On February 24, 1895, during the Japanese offensive on Haicheng, Ma Yukun led his troops to defend villages such as Qiligou in Beishan, climbing the ice and laying by the snow, overseeing the battle. The Japanese attacked from three sides and set up dozens of cannons to continuously bombard the Qing army. After a day of fierce fighting, the Qing army had no backup, ran out of ammunition and food, and fell into a heavy siege. Song Qing ordered a breakout. Ma Yukun broke through the siege and found that Song Qing was still surrounded, and then rushed into the enemy's encirclement to reinforce Song's army. Song's three horses were all killed by artillery shells as Ma Yukun led his subordinates to break through the siege many times, changing mounts three times, killing more than 300 Japanese soldiers and wounding more than a thousand soldiers. Later, he moved to Yingkou, Tianzhuangtai and other places with Song Qing. Because of his bravery in battles and his repeated achievements, the Japanese army feared him.

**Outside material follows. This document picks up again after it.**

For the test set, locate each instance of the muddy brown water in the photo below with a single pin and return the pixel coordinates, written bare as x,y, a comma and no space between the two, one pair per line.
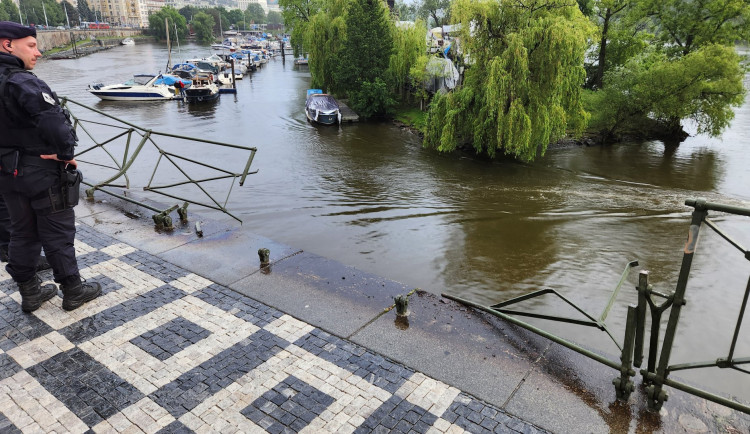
370,196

In 1899, he was promoted to Admiral of Zhejiang Fleet. During the Boxer Rebellion, the Eight Nation Alliance and others invaded, Ma Yukun lead the Resoloute Army to resist. The two armies fought in Tianjin and Beicang. They held a stalemate for more than a month, and Ma Yukun finally retired due to isolation and helplessness. By the next year, he would return to Peking and died in there in 1908 from illness.